Thursday, March 28, 2013

GDP Growth: 0.4%. Mainstream Media Manages To Get "Faster" in The Lede

Wow.

At least the economy didn't contract.

This is not good news: the economy expands at 0.4 percent. Is that even reproducible? When is a recession not a recession? A recession is defined as two successive quarters of contraction. The previous quarter: 0.1 percent. This quarter, 0.4 percent. [And if folks recall, the previous quarter's figure was actually "negative"; only with revision did it get to 0.1 percent.]

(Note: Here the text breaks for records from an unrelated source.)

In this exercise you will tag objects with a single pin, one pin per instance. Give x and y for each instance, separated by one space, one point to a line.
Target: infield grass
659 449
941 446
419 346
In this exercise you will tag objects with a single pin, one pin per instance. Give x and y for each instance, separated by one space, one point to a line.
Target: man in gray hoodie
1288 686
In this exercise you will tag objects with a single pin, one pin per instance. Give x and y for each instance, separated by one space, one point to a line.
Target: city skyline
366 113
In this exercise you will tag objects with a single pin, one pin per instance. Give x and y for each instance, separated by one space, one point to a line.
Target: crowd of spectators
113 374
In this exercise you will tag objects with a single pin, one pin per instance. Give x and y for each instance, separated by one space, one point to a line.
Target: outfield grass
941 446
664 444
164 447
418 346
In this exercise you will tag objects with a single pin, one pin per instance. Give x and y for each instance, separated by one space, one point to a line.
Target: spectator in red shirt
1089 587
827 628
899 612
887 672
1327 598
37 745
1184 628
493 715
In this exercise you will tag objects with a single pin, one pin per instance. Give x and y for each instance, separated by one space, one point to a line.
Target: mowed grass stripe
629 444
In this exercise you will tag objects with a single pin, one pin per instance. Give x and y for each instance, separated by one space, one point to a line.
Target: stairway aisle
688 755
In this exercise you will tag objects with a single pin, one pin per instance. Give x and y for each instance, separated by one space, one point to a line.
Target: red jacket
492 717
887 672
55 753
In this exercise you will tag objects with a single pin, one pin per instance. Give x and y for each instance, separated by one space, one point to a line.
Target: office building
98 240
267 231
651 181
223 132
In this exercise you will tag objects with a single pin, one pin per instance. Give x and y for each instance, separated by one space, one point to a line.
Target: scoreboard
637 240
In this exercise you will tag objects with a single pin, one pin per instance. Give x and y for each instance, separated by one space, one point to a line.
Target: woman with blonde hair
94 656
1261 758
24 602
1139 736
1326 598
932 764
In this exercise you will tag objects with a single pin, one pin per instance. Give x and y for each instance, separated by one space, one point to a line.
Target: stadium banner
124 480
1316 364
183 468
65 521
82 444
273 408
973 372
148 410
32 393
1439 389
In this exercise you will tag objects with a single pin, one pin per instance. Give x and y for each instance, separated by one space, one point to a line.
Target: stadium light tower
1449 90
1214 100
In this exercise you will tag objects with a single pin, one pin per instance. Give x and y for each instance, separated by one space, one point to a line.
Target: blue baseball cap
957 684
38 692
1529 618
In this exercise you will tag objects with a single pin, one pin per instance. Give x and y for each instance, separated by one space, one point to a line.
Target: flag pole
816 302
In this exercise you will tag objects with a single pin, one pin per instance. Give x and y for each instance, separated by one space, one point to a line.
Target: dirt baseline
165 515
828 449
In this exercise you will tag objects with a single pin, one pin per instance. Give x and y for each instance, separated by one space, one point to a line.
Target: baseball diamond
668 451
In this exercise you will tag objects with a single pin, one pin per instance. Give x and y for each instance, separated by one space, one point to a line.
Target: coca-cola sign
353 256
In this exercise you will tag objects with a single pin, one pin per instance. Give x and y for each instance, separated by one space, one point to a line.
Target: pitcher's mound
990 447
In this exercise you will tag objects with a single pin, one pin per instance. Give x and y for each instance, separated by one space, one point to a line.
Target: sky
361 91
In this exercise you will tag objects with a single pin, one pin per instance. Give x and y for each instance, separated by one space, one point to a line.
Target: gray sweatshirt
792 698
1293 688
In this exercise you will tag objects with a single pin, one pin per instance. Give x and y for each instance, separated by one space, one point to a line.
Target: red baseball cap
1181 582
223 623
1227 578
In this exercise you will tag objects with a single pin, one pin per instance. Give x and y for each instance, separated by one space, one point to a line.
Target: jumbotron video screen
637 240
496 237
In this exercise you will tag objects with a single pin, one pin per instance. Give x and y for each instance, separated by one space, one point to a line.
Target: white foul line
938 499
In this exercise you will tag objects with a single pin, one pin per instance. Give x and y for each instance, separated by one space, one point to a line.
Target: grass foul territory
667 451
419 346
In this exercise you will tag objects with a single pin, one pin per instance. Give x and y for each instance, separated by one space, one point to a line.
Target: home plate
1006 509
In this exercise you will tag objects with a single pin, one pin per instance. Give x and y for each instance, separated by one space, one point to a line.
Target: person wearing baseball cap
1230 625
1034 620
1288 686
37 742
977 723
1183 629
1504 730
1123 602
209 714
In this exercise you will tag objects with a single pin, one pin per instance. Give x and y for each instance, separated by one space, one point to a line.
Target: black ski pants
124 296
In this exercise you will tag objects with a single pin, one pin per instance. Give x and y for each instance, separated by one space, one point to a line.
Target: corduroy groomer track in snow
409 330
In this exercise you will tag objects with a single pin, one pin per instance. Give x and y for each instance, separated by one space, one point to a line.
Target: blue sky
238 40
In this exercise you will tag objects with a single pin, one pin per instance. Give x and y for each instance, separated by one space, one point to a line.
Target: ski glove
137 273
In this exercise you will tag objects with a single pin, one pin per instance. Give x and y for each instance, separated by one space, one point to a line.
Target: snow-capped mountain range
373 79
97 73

Okay. So how will the mainstream media spin this story? I suppose they might say the economy grew four times faster than the last reading (of 0.1 percent). So let's check:
The U.S. economy grew at a slightly faster but still anemic rate at the end of last year. However, there is hope that growth accelerated in early 2013 despite higher taxes and cuts in government spending.
The economy grew at an annual rate of 0.4 percent in the October-December quarter, the Commerce Department said Thursday. That was slightly better than the previous estimate of 0.1 percent growth. The revision reflected stronger business investment and export sales.
Analysts think the economy is growing at a rate of around 2.5 percent in the current January-March quarter, which ends this week.
Incredible. The AP was able to get "faster" into the very first sentence, as in "the economy grew faster." Wow.  I guess even the AP knew that saying the economy picked up steam, growing four times faster than the previous quarter would have been a headline too far.

And when one reads the entire article, one doesn't know if this is an editorial piece written by the White House or if it's supposed to be a news story. It certainly is not a news story in the strict sense. It's an editorial. Period. Dot.

No wonder the president went on vacation.